Masalahnya kemudian, tidak jelasnya pola rekrutmen pengurus pada KUD, malah membuat korupsi saat itu merajalela dilakukan oleh para pengurusnya. Pak Kades dengan seenaknya kemudian menunjuk anak, istri dan keluarganya untuk jadi pengurus KUD.
Gelontoran biaya yang besar dari pusat untuk KUD, malah kemudian menjadikan KUD ladang korupsi. KUD akhirnya dibentuk bukan sebagai usaha bersama untuk memajukan ekonomi rakyat desa, tapi malah dijadikan ajang kepala desa memajukan ekonomi keluarganya, dan disaat bantuan dari pusat dihentikan, berhenti pula denyut nafas KUD.
Pola pembentukan KMP yang TOP-DOWN sebetulnya hampir sama dengan pola KUD, hal itulah yang membuat ane khawatir KMP bisa bernasib sama dengan KUD.
Tak ada satupun bisnis yang bisa bertahan, tanpa kesadaran dan perjuangan keras pemilik bisnis itu sendiri. Hal itu yang tak ada di KUD dan mungkin juga tak ada di KMP.
Walaupun KMP mengelola bisnis yang bersifat monopoli, seperti penyaluran pupuk, LPG, apotek desa, klinik kesehatan, sembako, gudang, simpan-pinjam, jika SDM yang melakukan pengelolaan tidak siap sebagai pebisnis dan tidak memiliki jiwa bisnis, maka sebesar apapun modal yang diberikan oleh pemerintah, maka ane tidak yakin KMP akan berjalan dengan baik.
Jadi kalau Budi Arie menyampaikan bahwa bisnis monopoli apa yang tidak untung? Sebagai jawaban dan jaminan bahwa KMP pasti untung, gak usah jauh-jauh cari contohnya, PLN aja sampe sekarang berhutang terus, gak pernah ada untung. Mobil Nasional Timornya Tomy Soeharto, buktinya bangkrut juga. TVRI monopoli puluhan tahun, yang tersisa cuma ingatan kolektif acara Aneka Ria Safari, Ria Jenaka, sama Album minggu.

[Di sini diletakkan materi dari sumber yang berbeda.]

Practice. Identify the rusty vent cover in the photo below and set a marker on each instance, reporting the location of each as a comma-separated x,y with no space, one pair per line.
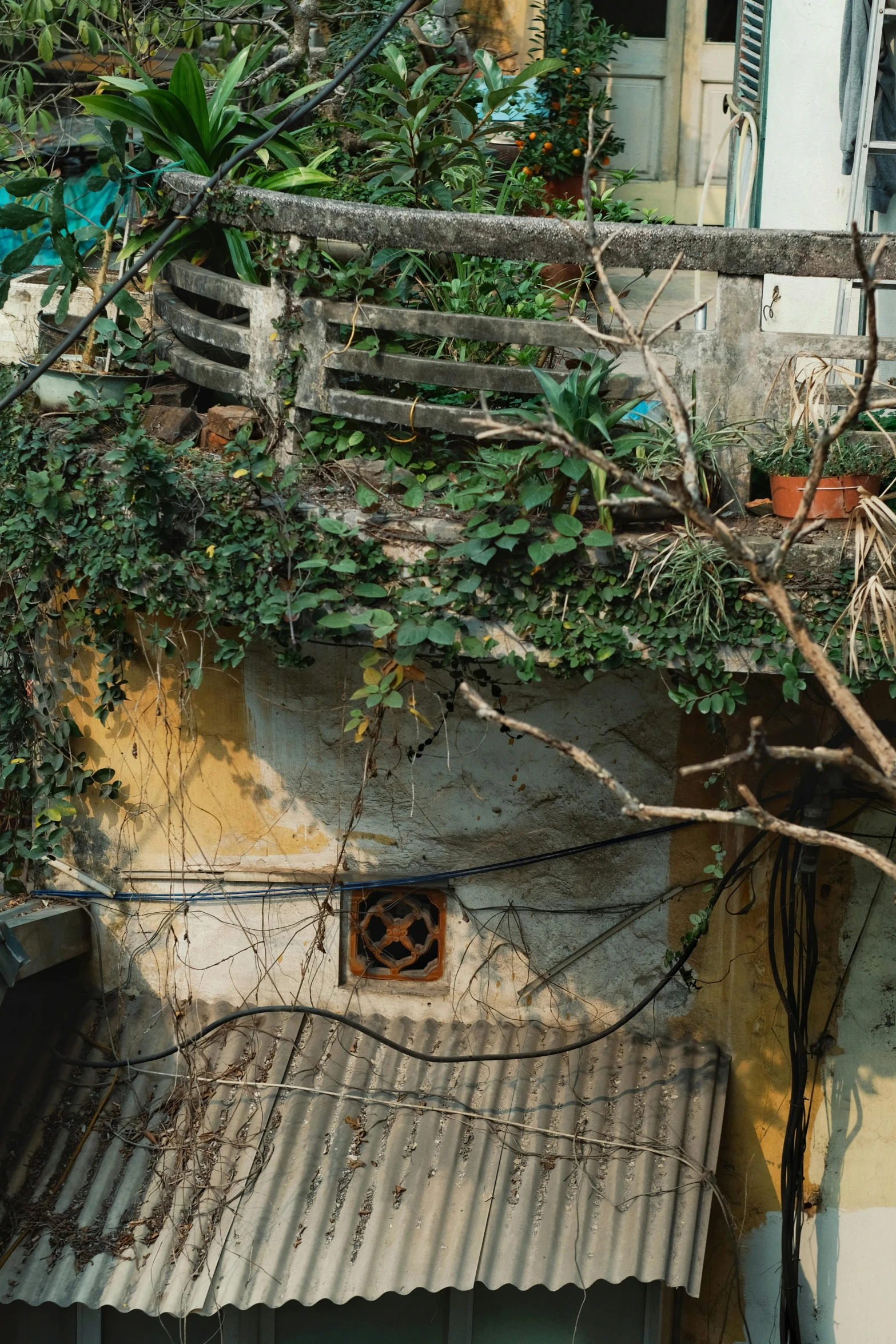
398,935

Lantas kalau semua desa menjalankan bisnis monopoli yang sama, siapa juga yang bisa menjamin warga desa sebelah tidak coba main mata dengan koperasi desa tetangga, untuk beli quota pupuk dan LPG nya?
Apalagi kalau pelayan koperasi desa tetangga, denok demplon, asoy geboy, setiap yang belanja nanya sekali die senyum bisa puluhan kali sampe gigi kering, apa gak bangkrut juga KMP di desa lainnya.